Fui hasta la plaza y caminé por la vereda del casino. Ahí se habían encontrado Laura y Ernesto cincuenta años atrás; la única memoria que quedaba de ellos dormía confusa, incierta, en mi cabeza. Mi padre no había acudido a la cita con sus fantasmas, quizá ni siquiera le importaban; vivía un intenso presente que le permitía sobreponerse una y otra vez, afrontar la adversidad sin la hipoteca del pasado. Los fragmentos que la memoria selecciona no son otra cosa que retaguardias del presente, claves del deseo que no alcanzamos a descifrar. Me acosté entre unas piedras y me quedé dormido oyendo el choque de las olas por encima del zumbido.
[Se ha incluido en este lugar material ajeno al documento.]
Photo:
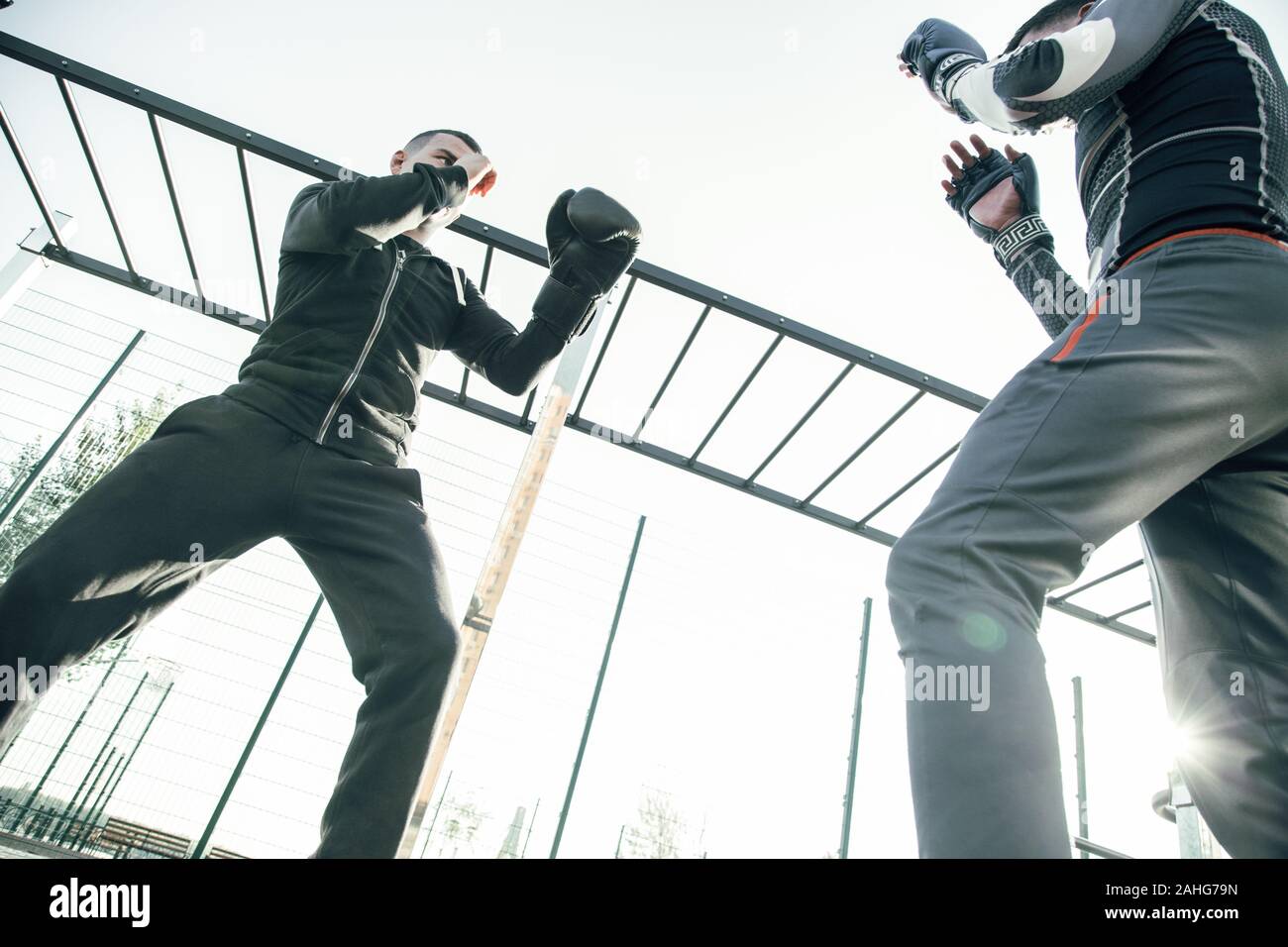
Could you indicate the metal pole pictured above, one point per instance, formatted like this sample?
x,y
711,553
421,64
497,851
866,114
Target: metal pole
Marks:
x,y
599,686
1081,755
93,767
24,266
17,497
68,825
99,804
72,732
438,808
110,788
532,821
500,561
853,764
200,848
Al despertar vi a lo lejos un barco que se acercaba al puerto y me di cuenta de que nunca había navegado, que jamás conocería la esencia profunda de los relatos de Conrad. Me sentía cansado, con el cuerpo pegajoso y la mente confusa. No había nadie en la playa. Levanté dos piedras, las hice chocar junto a mi oreja y después me metí al mar en calzoncillos, gritando como un samurai. Sin proponérmelo empecé a nadar hacia la escollera, contento de estar ahí, inesperadamente inundado de optimismo, como si empezara a cambiar de piel. En una de esas el linyera tenía razón y al arrojar la moneda me había ganado un cometa. "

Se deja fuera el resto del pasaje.